Le COREPER a entendu ces arguments puisque, sur la base d’un texte de compromis présenté par la présidence britannique, il est parvenu à un accord unanime sur les dispositions suivantes :

- la liste des biens utilisés aux fins de répression ou de terrorisme ne doit pas inclure les matériels de guerre déjà couverts par l’embargo décidé par les positions communes n° 96-184-PESC du 26 février 1996 et n° 98 240-PESC du 19 mars 1998 ;

- le Conseil peut modifier la liste à la majorité qualifiée sur proposition de la Commission, dans le respect des dispositions ci-dessus ;

- la liste n’a qu’une valeur indicative non contraignante ;

- une déclaration du Conseil précisera que l’inscription ou non d’un bien sur la liste n’empêche pas la mise en oeuvre d’autres régimes d’exportation par les Etats membres et que le règlement ne préjuge pas de l’avenir de la réglementation du contrôle des biens à double usage.

La Commission n’accepterait pas ce compromis et s’apprêterait à soumettre le texte en point 2 du Conseil, c’est-à-dire ouvert à la discussion, pour une décision qui doit se prendre à la majorité qualifiée sur le fondement de l’article 228 du Traité CE. Il est cependant douteux qu’elle parvienne à renverser un accord entre Etats membres obtenu à l’unanimité.

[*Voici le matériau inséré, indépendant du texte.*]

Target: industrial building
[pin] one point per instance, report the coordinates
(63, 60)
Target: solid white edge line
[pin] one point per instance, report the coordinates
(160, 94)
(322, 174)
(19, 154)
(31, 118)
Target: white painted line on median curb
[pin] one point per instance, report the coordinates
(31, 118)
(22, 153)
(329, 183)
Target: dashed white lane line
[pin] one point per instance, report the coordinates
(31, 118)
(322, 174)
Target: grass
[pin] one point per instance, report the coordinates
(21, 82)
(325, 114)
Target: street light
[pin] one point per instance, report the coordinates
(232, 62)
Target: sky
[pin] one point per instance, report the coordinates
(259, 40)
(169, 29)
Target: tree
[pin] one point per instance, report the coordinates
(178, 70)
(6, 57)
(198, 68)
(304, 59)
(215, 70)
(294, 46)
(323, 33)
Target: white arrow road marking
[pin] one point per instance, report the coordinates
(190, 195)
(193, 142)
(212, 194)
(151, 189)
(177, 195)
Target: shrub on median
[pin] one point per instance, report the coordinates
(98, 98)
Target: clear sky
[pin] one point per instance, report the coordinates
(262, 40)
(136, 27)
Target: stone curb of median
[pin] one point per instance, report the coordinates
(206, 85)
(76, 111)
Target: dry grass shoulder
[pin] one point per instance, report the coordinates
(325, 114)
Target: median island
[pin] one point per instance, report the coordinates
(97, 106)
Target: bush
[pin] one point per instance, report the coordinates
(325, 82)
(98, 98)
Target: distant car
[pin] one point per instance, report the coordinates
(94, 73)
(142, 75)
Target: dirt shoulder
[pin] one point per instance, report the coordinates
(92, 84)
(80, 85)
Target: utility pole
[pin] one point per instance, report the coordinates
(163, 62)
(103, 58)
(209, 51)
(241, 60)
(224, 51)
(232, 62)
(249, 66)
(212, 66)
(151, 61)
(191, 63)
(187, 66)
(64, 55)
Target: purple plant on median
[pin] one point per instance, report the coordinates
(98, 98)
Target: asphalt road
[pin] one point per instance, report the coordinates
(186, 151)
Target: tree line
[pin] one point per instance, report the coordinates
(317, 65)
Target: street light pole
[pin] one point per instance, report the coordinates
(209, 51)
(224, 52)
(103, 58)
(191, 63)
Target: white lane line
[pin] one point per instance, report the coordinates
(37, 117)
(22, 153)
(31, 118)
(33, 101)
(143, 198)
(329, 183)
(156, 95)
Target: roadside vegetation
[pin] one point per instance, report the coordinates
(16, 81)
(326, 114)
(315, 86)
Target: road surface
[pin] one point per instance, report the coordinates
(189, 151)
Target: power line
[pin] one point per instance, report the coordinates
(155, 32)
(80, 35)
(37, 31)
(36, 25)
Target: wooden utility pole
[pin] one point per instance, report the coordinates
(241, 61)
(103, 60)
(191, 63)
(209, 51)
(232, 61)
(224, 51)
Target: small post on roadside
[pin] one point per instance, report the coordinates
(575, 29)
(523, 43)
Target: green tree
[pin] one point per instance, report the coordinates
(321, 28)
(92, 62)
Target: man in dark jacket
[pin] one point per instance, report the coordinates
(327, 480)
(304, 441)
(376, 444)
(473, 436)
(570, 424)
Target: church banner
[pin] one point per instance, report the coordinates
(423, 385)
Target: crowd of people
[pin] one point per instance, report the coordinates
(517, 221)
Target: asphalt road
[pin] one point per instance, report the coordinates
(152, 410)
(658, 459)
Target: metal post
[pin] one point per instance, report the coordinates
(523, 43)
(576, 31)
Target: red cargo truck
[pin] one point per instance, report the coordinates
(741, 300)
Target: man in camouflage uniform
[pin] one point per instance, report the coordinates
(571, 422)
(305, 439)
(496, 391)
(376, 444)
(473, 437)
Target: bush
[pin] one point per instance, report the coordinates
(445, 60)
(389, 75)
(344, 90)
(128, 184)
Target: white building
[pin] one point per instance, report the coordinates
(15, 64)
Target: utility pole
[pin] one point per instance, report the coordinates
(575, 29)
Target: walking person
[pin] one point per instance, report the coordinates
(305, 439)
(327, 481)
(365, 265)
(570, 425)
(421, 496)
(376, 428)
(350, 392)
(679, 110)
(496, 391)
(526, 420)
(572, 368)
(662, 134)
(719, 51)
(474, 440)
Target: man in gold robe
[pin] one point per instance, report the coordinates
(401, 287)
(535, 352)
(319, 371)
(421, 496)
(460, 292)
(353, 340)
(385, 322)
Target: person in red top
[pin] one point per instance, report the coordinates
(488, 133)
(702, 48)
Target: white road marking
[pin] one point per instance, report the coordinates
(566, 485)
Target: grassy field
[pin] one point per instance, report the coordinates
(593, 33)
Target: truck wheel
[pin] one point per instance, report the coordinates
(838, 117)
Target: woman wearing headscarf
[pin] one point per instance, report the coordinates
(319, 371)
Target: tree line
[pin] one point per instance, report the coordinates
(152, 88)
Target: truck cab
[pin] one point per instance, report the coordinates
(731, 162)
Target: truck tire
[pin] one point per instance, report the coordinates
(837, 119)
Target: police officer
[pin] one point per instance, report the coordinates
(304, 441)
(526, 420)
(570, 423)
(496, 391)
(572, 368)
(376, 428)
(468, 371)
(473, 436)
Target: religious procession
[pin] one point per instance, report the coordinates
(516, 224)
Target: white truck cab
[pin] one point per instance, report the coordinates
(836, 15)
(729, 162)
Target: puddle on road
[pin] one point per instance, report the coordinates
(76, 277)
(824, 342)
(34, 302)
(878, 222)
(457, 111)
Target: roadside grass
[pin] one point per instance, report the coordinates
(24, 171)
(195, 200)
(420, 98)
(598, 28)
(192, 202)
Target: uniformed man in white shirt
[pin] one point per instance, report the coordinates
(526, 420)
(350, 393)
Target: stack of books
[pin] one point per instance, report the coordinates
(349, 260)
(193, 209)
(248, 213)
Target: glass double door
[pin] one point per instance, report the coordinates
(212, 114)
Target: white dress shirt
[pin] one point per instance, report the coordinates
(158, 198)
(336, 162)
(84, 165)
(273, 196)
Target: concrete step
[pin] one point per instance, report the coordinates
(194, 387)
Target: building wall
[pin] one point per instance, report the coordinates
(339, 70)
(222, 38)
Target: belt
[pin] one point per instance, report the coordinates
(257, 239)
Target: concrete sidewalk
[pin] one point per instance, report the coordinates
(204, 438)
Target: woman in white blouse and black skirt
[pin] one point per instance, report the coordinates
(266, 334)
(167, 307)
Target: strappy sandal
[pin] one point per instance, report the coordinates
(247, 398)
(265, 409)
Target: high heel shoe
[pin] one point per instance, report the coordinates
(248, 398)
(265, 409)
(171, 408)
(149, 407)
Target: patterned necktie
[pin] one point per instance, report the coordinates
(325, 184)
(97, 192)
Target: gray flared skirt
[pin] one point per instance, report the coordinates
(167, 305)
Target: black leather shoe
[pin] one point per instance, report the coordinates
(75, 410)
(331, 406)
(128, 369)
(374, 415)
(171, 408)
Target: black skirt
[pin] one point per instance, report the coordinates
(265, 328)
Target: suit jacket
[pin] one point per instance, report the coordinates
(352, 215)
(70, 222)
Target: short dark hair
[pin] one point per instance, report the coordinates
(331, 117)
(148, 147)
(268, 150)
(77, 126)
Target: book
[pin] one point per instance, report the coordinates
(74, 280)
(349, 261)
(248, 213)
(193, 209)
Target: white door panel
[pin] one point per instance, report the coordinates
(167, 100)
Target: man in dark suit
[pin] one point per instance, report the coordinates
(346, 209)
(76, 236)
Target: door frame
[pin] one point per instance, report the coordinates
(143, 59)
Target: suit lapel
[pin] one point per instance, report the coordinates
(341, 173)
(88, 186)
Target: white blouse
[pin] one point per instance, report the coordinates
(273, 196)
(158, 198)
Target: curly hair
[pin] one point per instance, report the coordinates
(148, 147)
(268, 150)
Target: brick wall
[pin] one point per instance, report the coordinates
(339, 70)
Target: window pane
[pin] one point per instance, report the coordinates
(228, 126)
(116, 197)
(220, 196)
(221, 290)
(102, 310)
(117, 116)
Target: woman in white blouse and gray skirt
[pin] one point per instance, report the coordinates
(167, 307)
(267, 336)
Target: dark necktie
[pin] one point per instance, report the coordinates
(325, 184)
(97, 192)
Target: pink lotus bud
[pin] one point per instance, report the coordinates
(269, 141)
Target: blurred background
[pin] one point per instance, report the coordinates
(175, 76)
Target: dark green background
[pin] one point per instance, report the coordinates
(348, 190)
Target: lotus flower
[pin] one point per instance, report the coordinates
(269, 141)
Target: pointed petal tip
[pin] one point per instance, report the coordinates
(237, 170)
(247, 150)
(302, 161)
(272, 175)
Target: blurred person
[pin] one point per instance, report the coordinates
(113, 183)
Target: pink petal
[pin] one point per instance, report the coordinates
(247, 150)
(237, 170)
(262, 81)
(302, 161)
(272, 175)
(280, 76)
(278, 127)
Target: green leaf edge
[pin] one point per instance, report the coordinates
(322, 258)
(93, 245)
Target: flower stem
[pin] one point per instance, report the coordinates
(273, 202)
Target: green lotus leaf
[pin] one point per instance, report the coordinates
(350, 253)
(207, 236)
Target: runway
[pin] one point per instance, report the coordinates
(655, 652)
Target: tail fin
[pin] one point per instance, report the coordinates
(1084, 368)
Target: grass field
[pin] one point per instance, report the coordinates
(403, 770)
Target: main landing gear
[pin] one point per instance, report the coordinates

M. Alain Barrau a présenté ce texte à la Délégation au cours de la réunion du 23 avril 1998. M. François Loncle, après avoir rappelé qu’il a récemment effectué, avec MM. Pierre Brana et René André, au titre de la Commission des affaires étrangères, une mission en Yougoslavie et notamment au Kosovo, a exprimé son accord avec l’analyse du Rapporteur et déclaré rejoindre la position du Gouvernement. Il a estimé que, s’il n’est pas choquant d’examiner en urgence un texte de cette nature, il est en revanche déplorable qu’une durée d’un mois se soit écoulée entre la position commune du Conseil et la transmission par la Commission de la proposition de règlement. Une telle lenteur pose la question du fonctionnement même de la Commission. M. François Loncle a ensuite évoqué la situation sur place, qu’il a jugée inquiétante : le président Milosevic n’a pas retiré les forces spéciales, le référendum qu’il organise ce jour même est une provocation, destinée à dresser le peuple yougoslave contre toute tentative de médiation internationale. En ce qui concerne les sanctions économiques, il y a lieu de se demander si elles n’ont pas un effet contre-productif, surtout dans un pays non démocratique et sous l’effet d’une propagande appropriée : toute sanction qui touche le peuple se retourne contre ceux qui la prononcent, pour le plus grand profit du pouvoir en place. Cette arme doit être maniée avec précaution. Après avoir approuvé la position de la France et l’intervention de l’Union européenne, M. François Loncle a considéré que l’indépendance pure et simple du Kosovo serait dommageable, car elle menacerait l’équilibre régional. Il serait plus équitable de proposer pour le Kosovo une autonomie réelle au sein de la Yougoslavie. Compte tenu de ces observations, la Délégation, suivant son Rapporteur, a accepté la levée de la réserve d’examen parlementaire sur ce texte.